Enrollment up at Tampa's same-sex schools

- There's band, sports, and classroom teamwork, but there is a noticeable exception to typical middle schools at Ferrell Magnet -- boys.  Ferrell Middle Magnet is a girls' preparatory academy. 

Students like Mell Vigoa see the up-side to her girls-only education.

"It does empower you a lot because you're surrounded by girls, so if you make a mistake we all laugh it out," said Vigoa.

"I don't have to compete with boys for grades and sports," noted student Reanna Shakespeare.

Physical education teacher Tavonda Lucas said the girls in her classes aren't afraid to try.

"They are willing to do and go above and beyond," she said.

Jason Osbourne is a believer, both as a teacher and as a father.

"That's one of the things that made me want to bring my daughter here is just seeing how much better the girls do when they are by themselves," said Osbourne.

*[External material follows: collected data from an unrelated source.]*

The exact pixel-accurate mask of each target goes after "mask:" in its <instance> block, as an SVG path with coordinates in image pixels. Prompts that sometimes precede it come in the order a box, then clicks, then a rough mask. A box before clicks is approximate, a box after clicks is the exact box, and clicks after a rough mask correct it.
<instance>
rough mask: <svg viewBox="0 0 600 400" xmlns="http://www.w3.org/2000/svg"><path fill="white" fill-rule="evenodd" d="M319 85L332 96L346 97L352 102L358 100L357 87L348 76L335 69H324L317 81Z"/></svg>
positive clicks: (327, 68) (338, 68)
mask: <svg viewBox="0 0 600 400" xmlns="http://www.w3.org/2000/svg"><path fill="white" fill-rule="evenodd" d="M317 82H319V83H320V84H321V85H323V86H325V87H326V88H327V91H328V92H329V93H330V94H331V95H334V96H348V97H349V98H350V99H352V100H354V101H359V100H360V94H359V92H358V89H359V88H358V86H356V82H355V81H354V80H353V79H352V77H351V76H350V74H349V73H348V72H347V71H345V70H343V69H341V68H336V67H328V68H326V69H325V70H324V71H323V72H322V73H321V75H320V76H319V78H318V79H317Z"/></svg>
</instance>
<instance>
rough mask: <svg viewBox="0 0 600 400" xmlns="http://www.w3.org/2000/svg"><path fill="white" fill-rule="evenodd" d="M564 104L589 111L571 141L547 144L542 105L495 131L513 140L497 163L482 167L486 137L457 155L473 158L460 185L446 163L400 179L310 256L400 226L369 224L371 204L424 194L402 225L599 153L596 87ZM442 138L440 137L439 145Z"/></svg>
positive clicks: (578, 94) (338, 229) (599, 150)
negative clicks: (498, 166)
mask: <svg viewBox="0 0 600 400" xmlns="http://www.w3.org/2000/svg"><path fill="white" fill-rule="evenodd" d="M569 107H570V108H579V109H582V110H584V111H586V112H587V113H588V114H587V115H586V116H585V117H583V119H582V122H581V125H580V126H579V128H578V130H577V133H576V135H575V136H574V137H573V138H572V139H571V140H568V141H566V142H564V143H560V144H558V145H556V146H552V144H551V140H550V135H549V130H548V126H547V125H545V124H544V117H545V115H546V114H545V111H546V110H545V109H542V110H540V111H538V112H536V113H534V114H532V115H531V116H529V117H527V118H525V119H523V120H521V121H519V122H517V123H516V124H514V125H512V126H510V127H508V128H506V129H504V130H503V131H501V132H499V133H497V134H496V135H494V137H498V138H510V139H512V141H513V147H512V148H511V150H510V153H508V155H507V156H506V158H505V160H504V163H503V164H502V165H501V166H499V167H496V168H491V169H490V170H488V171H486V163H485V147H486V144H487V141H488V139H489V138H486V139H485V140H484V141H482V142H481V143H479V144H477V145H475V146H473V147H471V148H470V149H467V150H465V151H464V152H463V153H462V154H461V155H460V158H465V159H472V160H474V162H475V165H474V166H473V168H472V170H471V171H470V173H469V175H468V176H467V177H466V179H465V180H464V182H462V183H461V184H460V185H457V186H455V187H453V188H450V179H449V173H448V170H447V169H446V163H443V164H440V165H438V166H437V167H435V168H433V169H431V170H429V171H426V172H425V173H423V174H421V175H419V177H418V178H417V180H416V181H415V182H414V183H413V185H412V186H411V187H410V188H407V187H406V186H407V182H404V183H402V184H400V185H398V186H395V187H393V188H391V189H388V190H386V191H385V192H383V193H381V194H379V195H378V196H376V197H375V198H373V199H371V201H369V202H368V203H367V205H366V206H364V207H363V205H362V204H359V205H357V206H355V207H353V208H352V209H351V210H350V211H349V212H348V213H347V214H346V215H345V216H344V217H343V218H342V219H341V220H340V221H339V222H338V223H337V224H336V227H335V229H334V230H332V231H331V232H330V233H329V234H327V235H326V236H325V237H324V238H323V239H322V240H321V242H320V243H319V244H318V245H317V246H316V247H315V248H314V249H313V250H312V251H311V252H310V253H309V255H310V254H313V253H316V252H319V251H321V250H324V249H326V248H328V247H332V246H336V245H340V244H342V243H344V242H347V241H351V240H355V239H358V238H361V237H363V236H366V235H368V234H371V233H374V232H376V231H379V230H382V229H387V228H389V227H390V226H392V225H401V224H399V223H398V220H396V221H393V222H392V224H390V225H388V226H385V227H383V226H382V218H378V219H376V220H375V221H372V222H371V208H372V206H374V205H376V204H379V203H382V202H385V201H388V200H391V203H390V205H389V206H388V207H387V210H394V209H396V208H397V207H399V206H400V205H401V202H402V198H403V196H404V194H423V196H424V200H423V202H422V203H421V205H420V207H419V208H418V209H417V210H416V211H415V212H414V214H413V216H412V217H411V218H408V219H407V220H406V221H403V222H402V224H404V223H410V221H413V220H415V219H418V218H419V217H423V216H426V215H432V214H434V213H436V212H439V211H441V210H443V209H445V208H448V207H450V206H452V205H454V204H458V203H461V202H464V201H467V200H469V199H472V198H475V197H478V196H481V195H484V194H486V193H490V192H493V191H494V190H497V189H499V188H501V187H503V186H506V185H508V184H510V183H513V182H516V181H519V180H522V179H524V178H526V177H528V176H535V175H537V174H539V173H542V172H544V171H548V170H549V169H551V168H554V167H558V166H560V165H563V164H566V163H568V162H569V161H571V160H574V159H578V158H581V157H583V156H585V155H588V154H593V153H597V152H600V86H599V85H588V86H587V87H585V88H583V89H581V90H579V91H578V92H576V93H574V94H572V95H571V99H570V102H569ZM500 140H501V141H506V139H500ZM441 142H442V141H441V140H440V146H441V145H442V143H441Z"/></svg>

On the flip side, boys are moving to their own beat at the boys' preparatory academy at Franklin Middle Magnet.

"It is more friendly in our classroom. We can speak differently than with girls," said student Anthony Durden.

And it's OK to get a little loud.

"We're trying to create an environment which accounts for movement which is okay with louder volumes than a normal traditional room would be," said principal John Haley.

Teacher Alyssa Grogan says the school allows for more activity and competition and students seem to enjoy it.

"Having all boys, you can learn at the same speed. I do like that," said student Noah Bosch.

Enrollment is up in Hillsborough County's same-gender public schools since they opened in 2011. College-bound goals are the same, even though the sexes are separated.

"We [have] a higher level of rigor. The students are prepared for advanced testing, higher levels of reading, things like that," said Osbourne.

The non-traditional approaches may not be for everyone, but students at these schools say it's helping them stay on track. 

"I can relate [to] the other girls and it helps me focus to think ahead because I want to be a cardiac surgeon," said Shakespeare.

"Eventually you get used to it because you have no distractions and it's generally a lot better learning environment," added Bosch.